I began working in the Shipwrecks of the Americas Lab in the Anthropology building as an artifact documenter in the Fall of 2017 as a freshman. Later that same semester, the Anthropology Department's Graduate-Undergraduate Mentor Program started up and I decided to join under the supervision of Carolyn Kennedy, who I was already documenting for. With her and Dr. Kevin Crisman, I tracked the spread of cholera throughout the United States in 1832 via steamboats and gave a presentation over it at the 2019 Society of Historical Archaeology Conference.
These connections led to another graduate student, Julia Herbst, asking if I would join her on the City Place Schooner Project in Toronto in Summer 2018. In the summer of 2019, I went to Fort Ticonderoga in New York to help graduate student Dan Bishop in his survey of Lake Champlain.
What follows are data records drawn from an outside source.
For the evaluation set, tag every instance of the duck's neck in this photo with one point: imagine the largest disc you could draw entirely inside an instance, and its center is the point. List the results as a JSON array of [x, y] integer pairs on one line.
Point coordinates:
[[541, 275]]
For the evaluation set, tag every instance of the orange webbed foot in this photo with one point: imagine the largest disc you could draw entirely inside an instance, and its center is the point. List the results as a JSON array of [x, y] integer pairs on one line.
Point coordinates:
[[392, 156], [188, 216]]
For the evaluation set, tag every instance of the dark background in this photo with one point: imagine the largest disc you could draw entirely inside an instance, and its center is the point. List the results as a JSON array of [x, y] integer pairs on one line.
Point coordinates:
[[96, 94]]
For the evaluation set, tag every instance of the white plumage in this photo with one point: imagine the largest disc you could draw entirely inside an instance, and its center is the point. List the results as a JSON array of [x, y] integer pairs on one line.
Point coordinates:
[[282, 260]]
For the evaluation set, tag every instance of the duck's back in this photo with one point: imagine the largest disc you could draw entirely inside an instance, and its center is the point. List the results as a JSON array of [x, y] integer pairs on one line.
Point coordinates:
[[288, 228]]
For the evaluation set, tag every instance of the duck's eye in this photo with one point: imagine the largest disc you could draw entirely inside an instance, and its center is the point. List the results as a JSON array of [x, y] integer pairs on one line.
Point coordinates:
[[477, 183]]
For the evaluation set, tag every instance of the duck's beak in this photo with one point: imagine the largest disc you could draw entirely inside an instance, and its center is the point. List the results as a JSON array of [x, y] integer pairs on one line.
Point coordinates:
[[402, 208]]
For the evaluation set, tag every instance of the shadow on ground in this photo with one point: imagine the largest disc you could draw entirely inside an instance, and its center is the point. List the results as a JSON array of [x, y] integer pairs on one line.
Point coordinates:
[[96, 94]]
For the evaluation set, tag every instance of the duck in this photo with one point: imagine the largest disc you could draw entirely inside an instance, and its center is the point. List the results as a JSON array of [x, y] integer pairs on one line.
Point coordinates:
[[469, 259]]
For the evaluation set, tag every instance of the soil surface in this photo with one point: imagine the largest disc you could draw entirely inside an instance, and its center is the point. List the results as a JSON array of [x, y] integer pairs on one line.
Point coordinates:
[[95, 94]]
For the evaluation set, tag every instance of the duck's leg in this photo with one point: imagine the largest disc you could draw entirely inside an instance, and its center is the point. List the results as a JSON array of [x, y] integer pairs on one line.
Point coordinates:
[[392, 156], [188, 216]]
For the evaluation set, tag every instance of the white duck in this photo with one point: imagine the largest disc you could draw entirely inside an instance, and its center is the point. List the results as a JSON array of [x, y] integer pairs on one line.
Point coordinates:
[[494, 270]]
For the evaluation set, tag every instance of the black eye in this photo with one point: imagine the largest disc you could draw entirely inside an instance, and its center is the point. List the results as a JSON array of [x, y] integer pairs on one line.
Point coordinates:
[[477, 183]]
Starting that same summer, I began working at the Conservation Research Lab on our RELLIS campus. I've mainly worked on the conservation, documentation, and shipping of the CSS Georgia, a Confederate ironclad warship. I'm still working out there, even during the school year!
With most of my research experience being historical nautical archaeology related, I decided to take quite a turn for my senior year and work on a project that is closer to what I hope to do in graduate school one day. I'm currently working under the supervision of Dr. Christoph Konrad and Dr. Deborah Carlson on analyzing Roman imperial numismatics (coins) depicting women related to the emperor. I hope to identify trends that are maintained or changed based on dynasties to inform upon how imperial women were used as propaganda in the Principate Period of the Roman Empire.